On Wednesday, ExOne (XONE) will release its quarterly report, and shareholders are nervous about whether the 3-D printing specialist will be able to reverse the huge drop in its share price recently. Even as peers 3D Systems (DDD -0.86%) and Stratasys (SSYS -0.20%) face similar challenges in sustaining their growth in the highly promising industry, ExOne has to figure out whether its strategy to go after enterprise customers will give it a competitive advantage over its rivals.

The 3-D printing industry is evolving rapidly, and ExOne has struggled to figure out how to evolve along with it. At first, ExOne's products and services in working with metal products seemed like a huge competitive advantage over Stratasys and 3D Systems, but customers seemed to view ExOne's technology as threatening their own livelihoods rather than making things easier for them. The question is whether ExOne's move toward working directly with manufacturing companies will help it solve some of its problems. Let's take an early look at what's been happening with ExOne over the past quarter and what we're likely to see in its report.


Source: ExOne.

Stats on ExOne

Analyst EPS Estimate

($0.12)

Year-Ago EPS

($0.20)

Revenue Estimate

$9.86 million

Change From Year-Ago Revenue

24%

Earnings Beats in Past 4 Quarters

0

Source: Yahoo! Finance.

Can ExOne earnings finally meet expectations?
In recent months, investors have pushed back their expectations for ExOne earnings to become profitable, reversing original calls for a 2014 profit and cutting their 2015 estimates by more than half. The stock has dropped almost 30% since early February, which is on par with 3D Systems' decline and worse than the loss Stratasys has posted.

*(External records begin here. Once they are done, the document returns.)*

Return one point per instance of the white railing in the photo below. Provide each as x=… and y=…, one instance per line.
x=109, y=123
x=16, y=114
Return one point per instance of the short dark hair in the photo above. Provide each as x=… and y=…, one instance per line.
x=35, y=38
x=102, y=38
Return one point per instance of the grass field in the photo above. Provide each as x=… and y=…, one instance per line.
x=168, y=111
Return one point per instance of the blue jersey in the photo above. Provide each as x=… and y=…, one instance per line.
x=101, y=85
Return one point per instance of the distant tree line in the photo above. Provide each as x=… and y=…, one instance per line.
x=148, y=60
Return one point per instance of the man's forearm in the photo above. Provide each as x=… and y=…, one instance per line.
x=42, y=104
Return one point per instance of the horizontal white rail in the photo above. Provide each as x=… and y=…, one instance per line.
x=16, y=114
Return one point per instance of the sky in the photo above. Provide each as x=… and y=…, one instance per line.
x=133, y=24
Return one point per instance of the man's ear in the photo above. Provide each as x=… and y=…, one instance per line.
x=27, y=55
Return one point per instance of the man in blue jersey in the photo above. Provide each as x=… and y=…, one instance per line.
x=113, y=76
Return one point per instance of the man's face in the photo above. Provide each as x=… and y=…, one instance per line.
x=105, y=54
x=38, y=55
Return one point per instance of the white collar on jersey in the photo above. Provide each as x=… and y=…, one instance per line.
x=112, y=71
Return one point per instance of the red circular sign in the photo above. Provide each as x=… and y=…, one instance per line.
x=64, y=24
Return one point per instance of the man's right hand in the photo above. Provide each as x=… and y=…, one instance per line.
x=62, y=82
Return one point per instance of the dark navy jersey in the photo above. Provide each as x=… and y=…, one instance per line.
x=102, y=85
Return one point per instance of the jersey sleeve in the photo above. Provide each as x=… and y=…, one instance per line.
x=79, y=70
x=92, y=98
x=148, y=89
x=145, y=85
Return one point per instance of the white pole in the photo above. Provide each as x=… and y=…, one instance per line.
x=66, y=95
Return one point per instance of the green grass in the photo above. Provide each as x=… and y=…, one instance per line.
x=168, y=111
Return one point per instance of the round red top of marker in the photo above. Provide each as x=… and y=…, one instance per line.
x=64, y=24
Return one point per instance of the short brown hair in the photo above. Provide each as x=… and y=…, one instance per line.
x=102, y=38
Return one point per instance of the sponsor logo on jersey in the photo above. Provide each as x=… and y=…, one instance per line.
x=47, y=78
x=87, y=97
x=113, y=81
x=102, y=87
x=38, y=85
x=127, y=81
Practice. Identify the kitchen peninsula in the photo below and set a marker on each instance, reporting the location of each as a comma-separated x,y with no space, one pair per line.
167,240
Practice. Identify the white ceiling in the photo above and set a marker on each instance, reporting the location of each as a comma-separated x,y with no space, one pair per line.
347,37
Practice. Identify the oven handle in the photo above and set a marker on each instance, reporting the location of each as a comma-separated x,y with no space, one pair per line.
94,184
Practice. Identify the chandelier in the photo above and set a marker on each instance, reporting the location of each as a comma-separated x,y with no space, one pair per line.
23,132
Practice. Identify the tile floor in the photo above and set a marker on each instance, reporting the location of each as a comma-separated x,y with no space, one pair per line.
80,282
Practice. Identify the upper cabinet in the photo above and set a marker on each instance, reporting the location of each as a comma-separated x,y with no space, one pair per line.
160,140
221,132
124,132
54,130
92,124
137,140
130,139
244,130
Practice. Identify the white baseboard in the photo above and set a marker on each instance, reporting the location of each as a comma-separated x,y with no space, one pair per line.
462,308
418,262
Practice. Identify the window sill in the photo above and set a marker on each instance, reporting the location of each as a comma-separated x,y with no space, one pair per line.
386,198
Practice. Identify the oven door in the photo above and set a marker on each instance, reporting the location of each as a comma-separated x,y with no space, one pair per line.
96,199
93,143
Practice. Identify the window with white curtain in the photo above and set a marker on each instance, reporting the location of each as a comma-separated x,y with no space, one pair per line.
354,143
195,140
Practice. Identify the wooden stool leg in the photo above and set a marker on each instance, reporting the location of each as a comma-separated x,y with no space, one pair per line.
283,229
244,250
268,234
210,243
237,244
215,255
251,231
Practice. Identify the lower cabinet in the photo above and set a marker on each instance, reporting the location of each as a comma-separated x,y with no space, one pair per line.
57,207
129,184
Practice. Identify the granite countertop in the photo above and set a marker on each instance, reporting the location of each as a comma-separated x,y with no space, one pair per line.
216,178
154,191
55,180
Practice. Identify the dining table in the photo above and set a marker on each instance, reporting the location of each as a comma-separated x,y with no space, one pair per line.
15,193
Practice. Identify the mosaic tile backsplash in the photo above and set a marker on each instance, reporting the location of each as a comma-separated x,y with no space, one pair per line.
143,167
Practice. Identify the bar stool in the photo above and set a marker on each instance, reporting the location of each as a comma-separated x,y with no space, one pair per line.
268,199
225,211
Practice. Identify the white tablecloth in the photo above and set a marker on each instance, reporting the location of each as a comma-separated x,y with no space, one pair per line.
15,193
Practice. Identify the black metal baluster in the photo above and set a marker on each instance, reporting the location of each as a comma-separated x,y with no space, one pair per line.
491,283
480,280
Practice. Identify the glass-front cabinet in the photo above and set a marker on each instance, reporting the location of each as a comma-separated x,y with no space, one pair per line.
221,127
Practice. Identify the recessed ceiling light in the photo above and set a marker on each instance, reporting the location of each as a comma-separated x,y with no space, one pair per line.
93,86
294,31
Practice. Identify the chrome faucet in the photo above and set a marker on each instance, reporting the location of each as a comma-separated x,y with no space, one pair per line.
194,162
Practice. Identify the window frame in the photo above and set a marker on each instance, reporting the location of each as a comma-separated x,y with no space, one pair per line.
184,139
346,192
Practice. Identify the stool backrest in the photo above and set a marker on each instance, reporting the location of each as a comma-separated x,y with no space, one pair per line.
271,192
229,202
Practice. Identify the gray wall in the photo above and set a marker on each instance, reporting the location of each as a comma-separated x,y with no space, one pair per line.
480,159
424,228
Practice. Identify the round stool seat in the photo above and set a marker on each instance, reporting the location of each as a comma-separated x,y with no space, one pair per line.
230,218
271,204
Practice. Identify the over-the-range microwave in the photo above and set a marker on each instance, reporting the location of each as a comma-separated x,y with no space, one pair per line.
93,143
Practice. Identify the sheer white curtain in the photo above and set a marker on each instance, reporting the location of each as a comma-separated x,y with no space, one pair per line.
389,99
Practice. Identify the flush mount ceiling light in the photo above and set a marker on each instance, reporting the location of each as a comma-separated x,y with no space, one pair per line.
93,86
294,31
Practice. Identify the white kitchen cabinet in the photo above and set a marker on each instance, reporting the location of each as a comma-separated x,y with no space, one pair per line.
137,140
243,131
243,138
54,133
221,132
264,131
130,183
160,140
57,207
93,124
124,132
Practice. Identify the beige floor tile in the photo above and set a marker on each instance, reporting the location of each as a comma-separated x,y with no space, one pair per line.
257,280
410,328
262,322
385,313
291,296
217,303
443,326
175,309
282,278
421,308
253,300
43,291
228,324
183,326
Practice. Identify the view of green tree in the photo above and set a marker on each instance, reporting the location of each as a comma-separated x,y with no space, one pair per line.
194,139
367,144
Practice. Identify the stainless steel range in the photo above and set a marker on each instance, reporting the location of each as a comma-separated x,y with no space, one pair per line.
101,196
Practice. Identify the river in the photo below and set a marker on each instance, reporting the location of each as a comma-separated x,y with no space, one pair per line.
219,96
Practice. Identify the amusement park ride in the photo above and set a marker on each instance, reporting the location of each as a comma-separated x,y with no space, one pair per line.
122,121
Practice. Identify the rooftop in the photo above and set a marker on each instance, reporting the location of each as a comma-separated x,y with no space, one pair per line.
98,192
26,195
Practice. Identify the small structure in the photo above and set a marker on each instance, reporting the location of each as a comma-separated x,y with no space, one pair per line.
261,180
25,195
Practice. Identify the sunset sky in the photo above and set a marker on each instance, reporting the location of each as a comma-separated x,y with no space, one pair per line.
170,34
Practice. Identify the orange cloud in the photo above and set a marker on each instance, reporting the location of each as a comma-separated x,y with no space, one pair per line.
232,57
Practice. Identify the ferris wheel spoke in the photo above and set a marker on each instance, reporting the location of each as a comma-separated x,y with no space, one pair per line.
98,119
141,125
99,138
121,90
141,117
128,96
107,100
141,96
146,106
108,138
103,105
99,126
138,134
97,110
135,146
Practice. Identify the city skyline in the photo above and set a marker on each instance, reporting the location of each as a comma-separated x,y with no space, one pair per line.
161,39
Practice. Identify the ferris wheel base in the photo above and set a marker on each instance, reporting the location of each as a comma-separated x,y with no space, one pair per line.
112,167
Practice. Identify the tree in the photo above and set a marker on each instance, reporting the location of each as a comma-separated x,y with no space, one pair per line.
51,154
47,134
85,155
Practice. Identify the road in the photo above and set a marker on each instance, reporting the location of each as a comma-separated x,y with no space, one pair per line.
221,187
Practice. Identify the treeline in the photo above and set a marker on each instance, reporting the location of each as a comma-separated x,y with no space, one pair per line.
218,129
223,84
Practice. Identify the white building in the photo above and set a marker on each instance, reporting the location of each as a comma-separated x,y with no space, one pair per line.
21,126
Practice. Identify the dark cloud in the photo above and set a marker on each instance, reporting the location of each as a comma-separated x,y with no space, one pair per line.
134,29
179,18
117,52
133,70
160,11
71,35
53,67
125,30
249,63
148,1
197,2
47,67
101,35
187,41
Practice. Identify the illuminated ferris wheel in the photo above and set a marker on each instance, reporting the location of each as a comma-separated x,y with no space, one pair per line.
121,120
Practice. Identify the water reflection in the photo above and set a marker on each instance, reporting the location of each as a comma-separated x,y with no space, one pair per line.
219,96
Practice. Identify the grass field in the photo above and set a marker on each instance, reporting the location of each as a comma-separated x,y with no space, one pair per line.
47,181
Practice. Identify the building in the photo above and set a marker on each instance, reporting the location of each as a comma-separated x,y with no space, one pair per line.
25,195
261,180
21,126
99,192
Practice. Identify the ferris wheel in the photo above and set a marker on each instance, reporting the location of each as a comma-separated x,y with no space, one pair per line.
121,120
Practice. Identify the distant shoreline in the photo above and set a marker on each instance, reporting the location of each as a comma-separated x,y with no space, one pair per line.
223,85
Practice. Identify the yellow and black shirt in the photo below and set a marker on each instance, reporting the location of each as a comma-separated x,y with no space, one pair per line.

ExOne's first-quarter earnings report wasn't what growth investors had hoped to see from the 3-D printing company. Sales of printers dropped by 22% even though the number of printers sold jumped by 50%, reflecting a different product mix of lower-priced printers compared to a year ago. Overall revenue fell 16%, leaving it far shy of investor expectations. Negative guidance for the 2014 year also weighed on the stock, especially given the inherent volatility involved when a company sells a product that can cost more than $1 million. Even scarier was ExOne calling 2014 a transition year, further pushing out the anticipated ramp-up in sales that investors have waited for.

Source: ExOne.

ExOne's production-center business model works a lot differently from the way that Stratasys and 3D Systems make money. In particular, with their consumer-oriented products, 3D Systems and Stratasys count on high unit volume of outright sales in order to drive revenue and profit growth. By contrast, ExOne offers its production service centers to prospective clients on an on-demand basis, essentially allowing customers to use ExOne printers on a trial basis to see how they work. ExOne has used the model as a valuable tool for promoting sales, as many customers who start out as production service center clients move on to purchase their own 3-D printers in the long run.

Still, the challenge that retail investors face is trying to distinguish the potential opportunities of ExOne and its peers. Sky-high valuations prompted the recent deep correction in ExOne shares as well those of 3D Systems and Stratasys, and ExOne remains vulnerable to future share-price volatility as investors make dramatic reassessments of not only the company's potential but also that of the entire 3-D printing industry on the whole.

In the ExOne earnings report, watch to see how the company's product mix this quarter compares with previous results. Analysts might focus on the short run, but it's more important to identify trends and see where ExOne's business is headed rather than where it has already been.